By Jessica Schorr Saxe, M.D.
The Charlotte Observer, June 1, 2018
On Monday, The Poor People’s Campaign: A National Call for Moral Revival will hold rallies in Raleigh and other state capitals focusing on health care and ecological devastation.
You might wonder how poverty relates to health. Profoundly.
In medicine, when we talk about risk factors and “risk factor reduction,” we usually mean conditions such as high blood pressure, diabetes, or high cholesterol as, for example, risks for heart disease.
Low income and low wealth are associated with lower life expectancy; higher rates of heart disease, diabetes, and other chronic illnesses; increased infant mortality; and higher rates of childhood conditions including asthma, heart conditions, hearing problems, digestive disorders, and elevated blood lead levels. “Socioeconomic status is the most powerful predictor of disease, disorder, injury and mortality we have,” says Dr. Tom Boyce, chief of Developmental Medicine at University of California at San Francisco.
The links between poverty and poor health include lack of access to health services, inadequate and unsafe housing, lack of nutritious food, and inadequate physical activity. And science shows that the stress of poverty leads to depressed immune systems. Poor children are more likely to have Adverse Childhood Experiences (ACEs), such as abuse, neglect, or exposure to substance abuse or mental illness. ACEs have been shown to increase the risk of later heart disease, cancer, and other illnesses as well as alcoholism and other detrimental behaviors.
In medical practice, I saw the risks of poverty daily. I saw patients who missed appointments or medication doses because they didn’t have the necessary money. I saw patients who wanted to exercise but whose neighborhoods weren’t safe for walking, couldn’t afford the gym or didn’t have transportation. I saw children so burdened with ACEs that their future was bleak.
Addressing issues related to poverty, an underlying and arguably the most important risk factor for disease, can make a difference. High-quality early childhood programs that support parenting lead to increased educational achievement, higher incomes and better health. One study showed that increasing the minimum wage was associated with a decrease in low birth weight babies and infant mortality. Another study showed that raising the minimum wage in New York in 2008 would have prevented thousands of deaths over the next 5 years. “Mincome,” a guaranteed minimum income experiment in Canada that gave money to low-income residents, decreased hospitalization rates and mental health diagnoses.

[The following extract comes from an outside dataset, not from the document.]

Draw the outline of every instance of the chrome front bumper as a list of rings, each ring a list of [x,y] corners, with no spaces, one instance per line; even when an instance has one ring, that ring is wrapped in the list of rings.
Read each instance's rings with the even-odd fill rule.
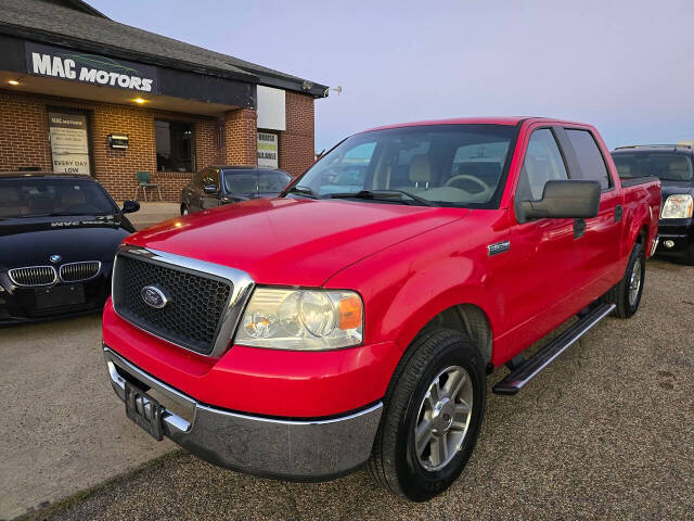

What to do? Join us at the Poor People’s Campaign in Raleigh on Monday.
If you can’t attend, learn about it at https://www.poorpeoplescampaign.org and support the demands that include living wage laws; Medicaid expansion, protection of Medicare, and single-payer universal health care; access to mental health professionals and addiction and recovery programs; equal treatment for people with disabilities; and immediate attention to policies that would end child poverty.
Fifty years ago, Martin Luther King led the Poor People’s Campaign against the triple evils of poverty, racism and militarism. Rev. William Barber II, one of the co-leaders of the current campaign which has added environmental degradation as a fourth evil, notes that this is not a commemoration, but a reconsecration.
Join this reconsecration to bring justice and equity — and health — to all.